NİHAVENT

‘’Bir milletin büyüklüğü ve ahlaki gelişimi, hayvanlara olan davranış biçimi ile değerlendirilir.’’ (Mahatma Gandhi)

Merhaba dostlar, keyifli bir hafta sonu diliyorum sizlere. Bugün başlıktan da anlaşılacağı gibi hayvan sevgisi üzerine yazmak istedim. Hemen hemen herkesin küçükken beslediği, ya da beslemek için ailesini ikna etmeye çalıştığı bir kedisi, kuşu ya da köpeği olmuştur. Evimizi paylaşarak bize arkadaşlık eden hayvanlarımızın sunduğu sevgi ve sıcaklık bir çoğumuzun unutulmayan anılarında yer almıştır, öyle değil mi?

Hayvanlar bizim en güzel dostlarımızdır. George Eliot’un da dediği gibi ne insanı tenkit ederler ne de soru sorarlar. Tek bekledikleri sevginiz ve ilginizdir. Hayvan sevgisi önemlidir. Özellikle çocukların hayvan sevgisi ile büyümesi o çocuğun tüm yaşamına yön verebilir. İyi birer dert ortağı ve iyi birer oyun arkadaşı olacak kadar da donanımlıdırlar. Sevginize sevgileri ile karşılık verirler menfaat gütmeden. Ayrıca doğanın dengesi açısından da hayvanların varlıkları hayati öneme sahiptir.
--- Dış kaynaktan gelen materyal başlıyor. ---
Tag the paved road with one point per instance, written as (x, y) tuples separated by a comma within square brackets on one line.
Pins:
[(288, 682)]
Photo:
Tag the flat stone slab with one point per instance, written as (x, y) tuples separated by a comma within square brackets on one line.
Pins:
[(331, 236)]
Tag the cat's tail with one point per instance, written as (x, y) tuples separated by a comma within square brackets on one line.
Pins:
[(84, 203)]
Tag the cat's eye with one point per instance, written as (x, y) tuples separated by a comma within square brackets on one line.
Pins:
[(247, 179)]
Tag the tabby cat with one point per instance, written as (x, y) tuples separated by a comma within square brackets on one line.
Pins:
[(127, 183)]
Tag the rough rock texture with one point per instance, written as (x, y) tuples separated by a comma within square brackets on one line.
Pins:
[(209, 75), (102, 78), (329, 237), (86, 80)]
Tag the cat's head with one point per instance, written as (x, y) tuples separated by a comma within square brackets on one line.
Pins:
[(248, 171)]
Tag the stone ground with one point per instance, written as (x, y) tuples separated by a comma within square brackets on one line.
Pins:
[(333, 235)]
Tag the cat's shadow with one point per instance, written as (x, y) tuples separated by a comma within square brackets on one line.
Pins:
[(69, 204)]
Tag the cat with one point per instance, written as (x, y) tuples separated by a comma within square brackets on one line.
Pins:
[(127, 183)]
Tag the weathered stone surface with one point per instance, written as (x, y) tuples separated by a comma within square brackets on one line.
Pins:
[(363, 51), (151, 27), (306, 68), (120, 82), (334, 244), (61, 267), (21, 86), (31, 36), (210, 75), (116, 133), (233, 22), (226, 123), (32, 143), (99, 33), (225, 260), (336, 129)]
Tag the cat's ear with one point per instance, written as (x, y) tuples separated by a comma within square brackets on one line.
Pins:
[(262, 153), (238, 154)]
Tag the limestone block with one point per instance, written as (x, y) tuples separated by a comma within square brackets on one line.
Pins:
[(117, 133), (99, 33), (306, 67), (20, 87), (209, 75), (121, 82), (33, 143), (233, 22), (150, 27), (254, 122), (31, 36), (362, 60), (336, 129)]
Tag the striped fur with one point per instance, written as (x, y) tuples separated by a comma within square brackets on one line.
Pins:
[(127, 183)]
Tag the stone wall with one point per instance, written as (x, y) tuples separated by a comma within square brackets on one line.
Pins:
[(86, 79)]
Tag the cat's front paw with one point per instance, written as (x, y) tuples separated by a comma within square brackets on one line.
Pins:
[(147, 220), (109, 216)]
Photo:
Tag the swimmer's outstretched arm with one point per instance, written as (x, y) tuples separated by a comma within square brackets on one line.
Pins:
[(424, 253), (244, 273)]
Hayvanlara davranış biçimimiz medeniyetimizin seviyesini belirleyen en önemli faktörlerden biridir. Bu temel çocukluktan atılıyor. Sırf keyif almak için veya oyun olsun diye kedilere tekme atan, karınca yuvalarını bozan, köpeklerin kuyruğunu bacağını kesen merhametten sevgiden uzak çocuklar yetiştirdiğimiz sürece, bu konuda insanlık olarak bir adım öteye gitmemiz mümkün değil. Çocuklarımıza huzurun bir başka hazzının da doğada olduğunu, küçük şeylerden mutlu olabileceğini öğretmeliyiz. Doğaya, hayvana, insana, kendinden başka canlıya saygı duyması gerektiğini ve her canlının yaşam hakkı olduğunu sık sık hatırlatmalıyız. Ve hatta kendisinin başına gelmesini istemeyeceği bir davranışı başka bir canlıya göstermemesi gerektiğini öğretmeyi hatırlatmama gerek yok sanırım. Yapılan araştırmalara göre hayvanları sevmeyen ve kötü davranan insanların çok büyük bir kısmının insanlarla ilişkilerinin de çok sağlıklı olmadığı gözlemlenmiştir.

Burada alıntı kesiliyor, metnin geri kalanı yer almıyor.